In short order, and I don’t recall whether it was under direct threat from Alexis or perhaps a more generous charitable motive that propelled both Donna and me to become, both with small and capital F’s, (f)Friends of McMichael Park. The word “propelled” in the last sentence gives some inclination that the motivation to begin working in and with the park was not totally an internally motivated decision. Once started, however, McMichael Park became a sacred place. To me, it was never a passive green space. The maintenance activity of planting, raking, digging, sawing and concern for the park, made me one of keepers of something between a neighborhood space and an eden; though it is possible to make the expulsion from the latter a metaphor for the snake offering planned changes to a truly an idyllic space, a symbolic apple. And, as an afterthought, whenever a “real” playground was desired, and this did happen on some weekends, we had ample choices. 

What advice do you have for other friends/volunteers?

I think sometimes of the neighbors and (f)Friends who have moved away or died, of the time with and in the park and smile and of what might possibly have been the last time for throwing Valentine lights over tree branches while hoping that the ladder doesn’t slip out from under me. It has been a wonderful trip.  

Robert (seated 2nd from right) and Donna Boling (standing 4th from right) joining the Friends of McMichael Park on Love Your Park day in May 2014. Photo was for the Fallser newspaper which was celebrating their 20th anniversary. #FOMP30

Our amazing Friends of McMichael Park volunteer: Rich Lampert

Rich Lampert – FOMP volunteer for 27 years. Grant Writer. Tree Planter. “Tell me what you need.”

What did you love about volunteering in McMichael Park?

It’s gratifying to see neighbors coming together behind rakes, wheelbarrows, and the like to accomplish some shared tasks that improve our park. 


What volunteer moment are you most proud of?
Working with Alexis in a meeting that resulted in funding from our State Senator for a safer electrical box we can use for events in the park. 

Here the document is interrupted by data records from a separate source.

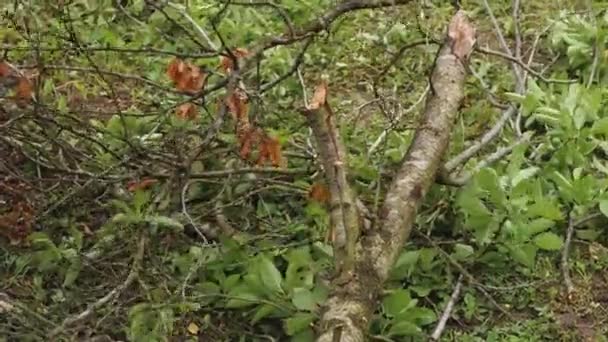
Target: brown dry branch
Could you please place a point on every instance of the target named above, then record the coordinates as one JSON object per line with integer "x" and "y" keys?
{"x": 343, "y": 211}
{"x": 350, "y": 307}
{"x": 133, "y": 275}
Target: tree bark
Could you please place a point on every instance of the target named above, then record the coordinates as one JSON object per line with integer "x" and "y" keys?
{"x": 351, "y": 305}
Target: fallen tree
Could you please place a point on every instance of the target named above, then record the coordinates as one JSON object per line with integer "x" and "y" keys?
{"x": 364, "y": 260}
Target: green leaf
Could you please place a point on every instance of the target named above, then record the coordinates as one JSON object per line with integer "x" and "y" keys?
{"x": 600, "y": 126}
{"x": 241, "y": 297}
{"x": 538, "y": 226}
{"x": 588, "y": 234}
{"x": 404, "y": 328}
{"x": 462, "y": 251}
{"x": 297, "y": 323}
{"x": 306, "y": 335}
{"x": 397, "y": 302}
{"x": 269, "y": 274}
{"x": 72, "y": 272}
{"x": 419, "y": 316}
{"x": 548, "y": 241}
{"x": 524, "y": 174}
{"x": 543, "y": 207}
{"x": 407, "y": 259}
{"x": 427, "y": 257}
{"x": 262, "y": 312}
{"x": 604, "y": 207}
{"x": 488, "y": 181}
{"x": 303, "y": 299}
{"x": 524, "y": 254}
{"x": 165, "y": 222}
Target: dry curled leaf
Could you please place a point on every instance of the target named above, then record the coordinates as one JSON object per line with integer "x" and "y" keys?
{"x": 187, "y": 111}
{"x": 462, "y": 35}
{"x": 237, "y": 105}
{"x": 319, "y": 192}
{"x": 186, "y": 76}
{"x": 270, "y": 150}
{"x": 16, "y": 225}
{"x": 226, "y": 62}
{"x": 319, "y": 98}
{"x": 24, "y": 89}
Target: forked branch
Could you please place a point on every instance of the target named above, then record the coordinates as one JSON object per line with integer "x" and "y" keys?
{"x": 350, "y": 307}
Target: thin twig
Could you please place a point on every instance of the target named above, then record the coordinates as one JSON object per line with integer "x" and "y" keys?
{"x": 133, "y": 275}
{"x": 488, "y": 137}
{"x": 198, "y": 28}
{"x": 524, "y": 66}
{"x": 382, "y": 135}
{"x": 447, "y": 311}
{"x": 490, "y": 159}
{"x": 565, "y": 255}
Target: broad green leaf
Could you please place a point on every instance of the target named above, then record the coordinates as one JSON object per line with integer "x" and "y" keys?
{"x": 407, "y": 258}
{"x": 418, "y": 315}
{"x": 306, "y": 335}
{"x": 397, "y": 302}
{"x": 240, "y": 297}
{"x": 548, "y": 241}
{"x": 298, "y": 322}
{"x": 165, "y": 222}
{"x": 604, "y": 207}
{"x": 303, "y": 299}
{"x": 538, "y": 226}
{"x": 488, "y": 181}
{"x": 524, "y": 174}
{"x": 462, "y": 251}
{"x": 427, "y": 258}
{"x": 543, "y": 207}
{"x": 524, "y": 254}
{"x": 404, "y": 328}
{"x": 588, "y": 234}
{"x": 600, "y": 126}
{"x": 72, "y": 272}
{"x": 262, "y": 312}
{"x": 269, "y": 274}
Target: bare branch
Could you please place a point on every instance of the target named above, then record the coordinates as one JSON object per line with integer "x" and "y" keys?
{"x": 349, "y": 309}
{"x": 447, "y": 312}
{"x": 343, "y": 210}
{"x": 133, "y": 275}
{"x": 565, "y": 255}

What’s the biggest challenge you’ve had to overcome regarding being a park volunteer?  
Making sure I completed grant applications on time, helping to fund events such as Theater in the Park.

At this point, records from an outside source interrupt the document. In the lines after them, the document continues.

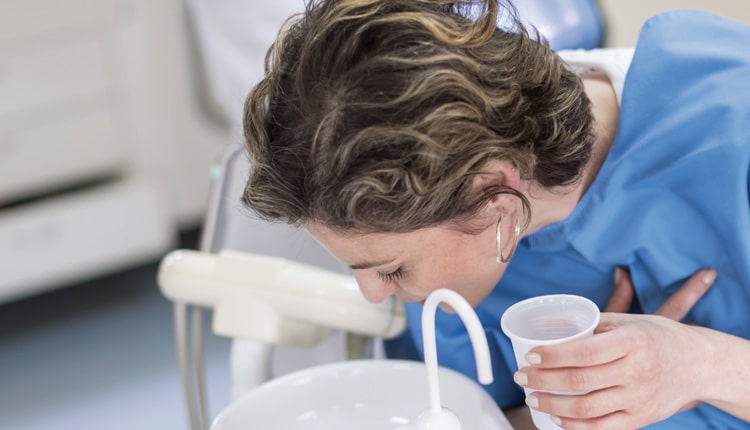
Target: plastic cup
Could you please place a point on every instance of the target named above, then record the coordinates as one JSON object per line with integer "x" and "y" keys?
{"x": 547, "y": 320}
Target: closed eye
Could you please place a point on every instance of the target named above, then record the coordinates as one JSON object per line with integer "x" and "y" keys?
{"x": 392, "y": 276}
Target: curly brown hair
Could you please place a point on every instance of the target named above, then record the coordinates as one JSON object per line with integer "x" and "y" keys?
{"x": 375, "y": 115}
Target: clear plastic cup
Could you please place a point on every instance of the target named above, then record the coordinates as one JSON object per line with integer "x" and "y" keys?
{"x": 547, "y": 320}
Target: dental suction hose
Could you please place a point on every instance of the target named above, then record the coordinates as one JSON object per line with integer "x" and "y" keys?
{"x": 437, "y": 417}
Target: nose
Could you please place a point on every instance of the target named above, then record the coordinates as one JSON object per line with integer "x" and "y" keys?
{"x": 374, "y": 289}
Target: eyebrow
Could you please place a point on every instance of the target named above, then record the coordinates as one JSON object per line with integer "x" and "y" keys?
{"x": 368, "y": 265}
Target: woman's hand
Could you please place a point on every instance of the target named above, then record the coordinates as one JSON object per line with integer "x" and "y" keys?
{"x": 638, "y": 369}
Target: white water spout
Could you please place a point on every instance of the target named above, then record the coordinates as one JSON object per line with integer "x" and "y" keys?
{"x": 438, "y": 417}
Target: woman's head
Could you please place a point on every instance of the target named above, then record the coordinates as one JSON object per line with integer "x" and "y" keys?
{"x": 377, "y": 115}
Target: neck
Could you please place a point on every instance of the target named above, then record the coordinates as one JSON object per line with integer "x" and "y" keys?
{"x": 549, "y": 206}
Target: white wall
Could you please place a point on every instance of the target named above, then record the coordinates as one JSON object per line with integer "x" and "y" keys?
{"x": 623, "y": 18}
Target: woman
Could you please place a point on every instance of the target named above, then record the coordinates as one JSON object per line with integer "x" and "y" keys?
{"x": 427, "y": 150}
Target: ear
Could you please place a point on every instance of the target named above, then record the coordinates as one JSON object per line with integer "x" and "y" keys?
{"x": 499, "y": 173}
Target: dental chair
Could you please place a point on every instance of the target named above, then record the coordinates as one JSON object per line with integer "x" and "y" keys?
{"x": 306, "y": 349}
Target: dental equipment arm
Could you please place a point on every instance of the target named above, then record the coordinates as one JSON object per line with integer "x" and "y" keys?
{"x": 274, "y": 300}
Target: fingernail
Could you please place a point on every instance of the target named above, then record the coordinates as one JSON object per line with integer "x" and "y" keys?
{"x": 521, "y": 378}
{"x": 532, "y": 402}
{"x": 709, "y": 277}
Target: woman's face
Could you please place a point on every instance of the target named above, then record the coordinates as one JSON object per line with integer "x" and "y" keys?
{"x": 412, "y": 265}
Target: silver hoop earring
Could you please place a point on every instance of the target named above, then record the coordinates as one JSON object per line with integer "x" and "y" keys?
{"x": 499, "y": 237}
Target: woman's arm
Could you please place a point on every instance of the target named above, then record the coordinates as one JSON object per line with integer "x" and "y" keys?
{"x": 642, "y": 368}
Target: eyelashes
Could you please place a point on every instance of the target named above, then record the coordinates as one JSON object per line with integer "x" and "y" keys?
{"x": 392, "y": 276}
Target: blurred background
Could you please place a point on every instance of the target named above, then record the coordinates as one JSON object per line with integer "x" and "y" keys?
{"x": 113, "y": 115}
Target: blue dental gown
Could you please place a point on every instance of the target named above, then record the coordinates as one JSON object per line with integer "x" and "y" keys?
{"x": 670, "y": 199}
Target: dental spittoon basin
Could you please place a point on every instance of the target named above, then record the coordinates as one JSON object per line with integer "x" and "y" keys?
{"x": 378, "y": 394}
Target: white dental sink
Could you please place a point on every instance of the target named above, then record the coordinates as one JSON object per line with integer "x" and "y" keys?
{"x": 362, "y": 395}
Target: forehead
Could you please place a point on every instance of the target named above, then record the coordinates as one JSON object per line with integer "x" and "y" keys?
{"x": 368, "y": 249}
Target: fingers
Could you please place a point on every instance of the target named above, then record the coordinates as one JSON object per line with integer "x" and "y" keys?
{"x": 622, "y": 295}
{"x": 680, "y": 303}
{"x": 571, "y": 379}
{"x": 592, "y": 405}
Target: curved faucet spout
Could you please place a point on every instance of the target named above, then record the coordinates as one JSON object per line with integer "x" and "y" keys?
{"x": 476, "y": 334}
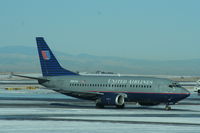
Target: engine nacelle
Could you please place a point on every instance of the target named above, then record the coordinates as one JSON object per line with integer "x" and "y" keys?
{"x": 148, "y": 103}
{"x": 113, "y": 99}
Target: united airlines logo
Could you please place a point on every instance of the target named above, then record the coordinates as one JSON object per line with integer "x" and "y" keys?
{"x": 46, "y": 55}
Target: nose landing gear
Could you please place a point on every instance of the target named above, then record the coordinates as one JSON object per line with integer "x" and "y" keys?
{"x": 168, "y": 107}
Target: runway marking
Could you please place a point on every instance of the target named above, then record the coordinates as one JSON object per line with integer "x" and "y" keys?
{"x": 103, "y": 121}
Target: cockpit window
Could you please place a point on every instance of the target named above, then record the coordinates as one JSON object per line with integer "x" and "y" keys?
{"x": 174, "y": 85}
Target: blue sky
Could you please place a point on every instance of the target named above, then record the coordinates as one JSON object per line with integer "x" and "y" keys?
{"x": 142, "y": 29}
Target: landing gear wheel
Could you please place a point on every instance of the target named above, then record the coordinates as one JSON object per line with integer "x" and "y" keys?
{"x": 99, "y": 105}
{"x": 120, "y": 106}
{"x": 167, "y": 107}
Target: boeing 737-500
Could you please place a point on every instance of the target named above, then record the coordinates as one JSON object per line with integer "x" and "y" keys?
{"x": 106, "y": 90}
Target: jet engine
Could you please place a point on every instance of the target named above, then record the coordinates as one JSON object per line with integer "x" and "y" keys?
{"x": 112, "y": 99}
{"x": 148, "y": 103}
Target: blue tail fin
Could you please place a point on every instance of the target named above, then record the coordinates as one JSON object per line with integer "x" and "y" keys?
{"x": 49, "y": 64}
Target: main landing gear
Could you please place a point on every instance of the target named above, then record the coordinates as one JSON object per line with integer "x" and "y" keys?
{"x": 168, "y": 107}
{"x": 99, "y": 105}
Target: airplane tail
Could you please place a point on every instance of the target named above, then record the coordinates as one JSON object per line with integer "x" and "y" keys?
{"x": 49, "y": 64}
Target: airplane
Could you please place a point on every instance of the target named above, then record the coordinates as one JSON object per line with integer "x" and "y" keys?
{"x": 106, "y": 90}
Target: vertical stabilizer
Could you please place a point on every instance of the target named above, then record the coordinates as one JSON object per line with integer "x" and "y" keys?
{"x": 49, "y": 64}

How many years did you volunteer in McMichael Park and what inspired you to keep participating?
I’m going on 27 years as a volunteer. I keep going because I pass by the park almost every day and it’s always satisfying to see that park remains beautiful and well maintained.


What advice do you have for other friends/volunteers?

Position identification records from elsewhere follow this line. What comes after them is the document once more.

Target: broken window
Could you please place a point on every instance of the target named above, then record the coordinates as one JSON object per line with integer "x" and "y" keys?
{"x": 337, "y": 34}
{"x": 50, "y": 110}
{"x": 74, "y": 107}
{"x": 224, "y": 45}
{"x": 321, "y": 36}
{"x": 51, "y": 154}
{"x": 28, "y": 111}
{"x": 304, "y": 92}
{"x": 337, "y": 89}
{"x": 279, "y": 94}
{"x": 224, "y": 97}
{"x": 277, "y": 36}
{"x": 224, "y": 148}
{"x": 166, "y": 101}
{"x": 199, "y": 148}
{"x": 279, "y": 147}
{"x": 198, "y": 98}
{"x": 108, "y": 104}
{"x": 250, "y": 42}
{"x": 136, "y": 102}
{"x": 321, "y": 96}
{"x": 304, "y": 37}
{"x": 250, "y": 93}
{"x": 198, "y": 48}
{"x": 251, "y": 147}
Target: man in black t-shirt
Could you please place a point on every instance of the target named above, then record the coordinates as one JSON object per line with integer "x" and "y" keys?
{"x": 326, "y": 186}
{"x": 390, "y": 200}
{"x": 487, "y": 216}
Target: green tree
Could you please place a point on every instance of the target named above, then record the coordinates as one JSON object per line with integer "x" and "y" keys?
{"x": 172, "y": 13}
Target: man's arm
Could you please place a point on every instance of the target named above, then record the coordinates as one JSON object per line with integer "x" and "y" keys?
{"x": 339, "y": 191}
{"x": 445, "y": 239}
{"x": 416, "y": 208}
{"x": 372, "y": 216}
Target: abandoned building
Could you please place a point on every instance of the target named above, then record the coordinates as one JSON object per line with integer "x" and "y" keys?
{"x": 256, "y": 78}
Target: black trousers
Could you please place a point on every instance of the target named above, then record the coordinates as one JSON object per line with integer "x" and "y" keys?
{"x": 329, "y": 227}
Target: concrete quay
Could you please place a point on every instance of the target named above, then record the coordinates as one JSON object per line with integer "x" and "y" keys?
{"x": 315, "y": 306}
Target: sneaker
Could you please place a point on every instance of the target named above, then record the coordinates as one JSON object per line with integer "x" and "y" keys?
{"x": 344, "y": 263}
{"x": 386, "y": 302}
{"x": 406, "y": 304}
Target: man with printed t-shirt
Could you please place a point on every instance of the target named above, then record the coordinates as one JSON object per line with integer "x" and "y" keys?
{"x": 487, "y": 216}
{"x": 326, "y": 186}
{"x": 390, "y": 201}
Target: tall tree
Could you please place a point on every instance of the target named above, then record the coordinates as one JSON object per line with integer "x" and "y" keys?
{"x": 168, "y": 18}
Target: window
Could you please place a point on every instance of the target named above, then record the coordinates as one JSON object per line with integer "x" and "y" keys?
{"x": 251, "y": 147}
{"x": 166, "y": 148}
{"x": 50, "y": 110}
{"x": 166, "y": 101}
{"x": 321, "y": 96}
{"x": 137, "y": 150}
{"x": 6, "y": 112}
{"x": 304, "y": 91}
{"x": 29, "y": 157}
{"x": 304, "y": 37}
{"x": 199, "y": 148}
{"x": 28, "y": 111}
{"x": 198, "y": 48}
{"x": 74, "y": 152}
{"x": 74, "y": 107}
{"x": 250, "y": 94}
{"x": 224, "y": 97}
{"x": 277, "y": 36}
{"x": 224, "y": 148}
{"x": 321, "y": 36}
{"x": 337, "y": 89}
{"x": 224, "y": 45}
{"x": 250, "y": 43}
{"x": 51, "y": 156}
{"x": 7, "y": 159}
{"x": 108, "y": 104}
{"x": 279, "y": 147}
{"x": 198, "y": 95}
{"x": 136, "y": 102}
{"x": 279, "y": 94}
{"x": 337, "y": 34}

It’s simple: Show up and pick up whatever tool you’re offered — a pruner, a rake, whatever — and work with your neighbors. Repeat every time there’s a call for volunteers to work in the park, and then it becomes an enjoyable habit. If you like to work, you’ll fit right in. 

Our Amazing Friends of McMichael Park Volunteer: Betty Miller

“UNLESS someone like you cares a whole awful lot, nothing is going to get better. It’s not.” -The Lorax
    Dr. Seuss

What did you love about volunteering in McMichael Park?
I volunteer in McMichael Park to do something to enhance our neighborhood and make it a better place for all. By working side by side with other neighbors one gets a sense of teamwork, camaraderie and pride.

What volunteer moment are you are most proud of?

Happy to help where and when ever I can.

What’s the biggest challenge you’ve had to overcome regarding being a park volunteer?  
As a senior member I am happy that I am still physically able to plant, cut or simply pick up sticks.

How many years did you volunteer in McMichael Park and what inspired you to keep participating. 
I have been a volunteer since it’s early days. I volunteer to better our community, make new friends, environmental reasons and basically help to preserve our treasured park.

What advice do you have for other friends/volunteers?
I would encourage all for……
“UNLESS someone like you cares a whole awful lot, Nothing is going to get better. It’s not” …….The Lorax  by Dr. Seuss.
“UNLESS someone like you cares a whole awful lot, nothing is going to get better. It’s not.”